Archive for Basil Dearden

Reach for the Moon

Posted in Comics, FILM, Politics, Science with tags , , , , , , , , , , , , on June 5, 2018 by dcairns

I haven’t been impressed by Basil Dearden’s comedies, though I like some of his dramas a lot. THE GREEN MAN seemed very disappointing for a black comedy with Alistair Sim, but admittedly Dearden was fired from that one so maybe it wasn’t his fault. His Benny Hill vehicle, WHO DONE IT? is really lame, but then Benny Hill didn’t have a star personality, was more a man of a thousand chubby faces, so he never made sense as a comic leading man.

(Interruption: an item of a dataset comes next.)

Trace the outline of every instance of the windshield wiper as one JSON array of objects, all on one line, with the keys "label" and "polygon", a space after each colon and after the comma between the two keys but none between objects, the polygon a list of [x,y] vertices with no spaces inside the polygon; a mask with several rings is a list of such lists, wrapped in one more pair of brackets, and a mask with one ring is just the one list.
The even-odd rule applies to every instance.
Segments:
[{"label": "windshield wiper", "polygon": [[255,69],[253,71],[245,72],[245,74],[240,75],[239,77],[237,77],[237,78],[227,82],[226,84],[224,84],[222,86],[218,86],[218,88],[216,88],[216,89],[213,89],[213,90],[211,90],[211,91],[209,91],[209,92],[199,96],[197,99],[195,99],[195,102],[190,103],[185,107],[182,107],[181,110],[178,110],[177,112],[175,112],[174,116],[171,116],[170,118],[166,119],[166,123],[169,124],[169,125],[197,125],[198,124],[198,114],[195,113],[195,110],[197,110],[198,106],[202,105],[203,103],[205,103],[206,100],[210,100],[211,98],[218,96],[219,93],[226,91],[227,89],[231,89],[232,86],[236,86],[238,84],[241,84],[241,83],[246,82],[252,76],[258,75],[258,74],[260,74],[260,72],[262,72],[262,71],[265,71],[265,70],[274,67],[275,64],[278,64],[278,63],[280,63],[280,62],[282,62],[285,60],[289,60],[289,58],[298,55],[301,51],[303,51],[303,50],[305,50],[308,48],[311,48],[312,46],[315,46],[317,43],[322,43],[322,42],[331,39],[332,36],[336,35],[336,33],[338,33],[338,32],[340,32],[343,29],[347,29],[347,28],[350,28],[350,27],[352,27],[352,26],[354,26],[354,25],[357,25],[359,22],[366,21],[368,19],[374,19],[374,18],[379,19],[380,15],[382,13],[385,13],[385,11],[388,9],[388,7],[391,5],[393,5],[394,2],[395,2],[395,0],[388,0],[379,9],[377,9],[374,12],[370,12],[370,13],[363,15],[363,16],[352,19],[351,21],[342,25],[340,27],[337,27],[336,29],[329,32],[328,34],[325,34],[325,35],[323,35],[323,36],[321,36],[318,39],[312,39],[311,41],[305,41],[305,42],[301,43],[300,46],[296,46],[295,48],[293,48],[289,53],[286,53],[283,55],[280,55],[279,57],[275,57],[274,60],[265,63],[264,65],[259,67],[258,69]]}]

And I’d heard that MAN IN THE MOON was REALLY bad, but of course that just made me curious. It’s co-written with Bryan Forbes, and another Dearden-Forbes collab, THE LEAGUE OF GENTLEMEN, is terrific, and very nearly a pure comedy itself. The star is Kenneth More, who can be effective in the right part — he certainly doesn’t ruin GENEVIEVE — so it seemed worth a go.

And yes, it’s curious… a strong supporting cast includes Shirley Anne Field, who keeps taking her clothes off, and does a great comedy voice; Michael Hordern; Norman Bird, John Glyn-Jones. Charles Gray plays an astronaut, and gets all the most eye-popping scenes.

I do tend to find More fairly charmless, and in this respect he’s quite well cast here, playing a saloon-bar bore who makes an easy living as a guinea pig in studies of the common cold: he seems to be immune, and puts his astonishing health down to a carefree attitude. This unusual profession allows us to meet him dozing in a bed in the middle of a field (part of an experiment) and the scene gets more dreamlike when Field crosses the field in full evening dress. Throughout this somewhat unsatisfactory film, we do get arresting images like this.

The story goes thus: bluff, hearty chump More is recruited by the British space program, NARSTI, to serve as a disposable space guinea pig, fired secretly at the moon to establish whether the going is safe for the specially trained, celebrated super-astronauts, led by Charles Gray (quite funny casting, this). The weirdest moment is when ground control use an isolation tank to brainwash Gray, who has become very hostile to More, resenting the fact that the untrained lout is going to be first on Luna. The brainwashing is a roaring success and Blofeld Gray emerges from the tank aglow with adoration for the baffled More. Well, first he seems sinister and inhuman, a clockwork orange, then he’s hyperanimated and childish with his schoolboy crush.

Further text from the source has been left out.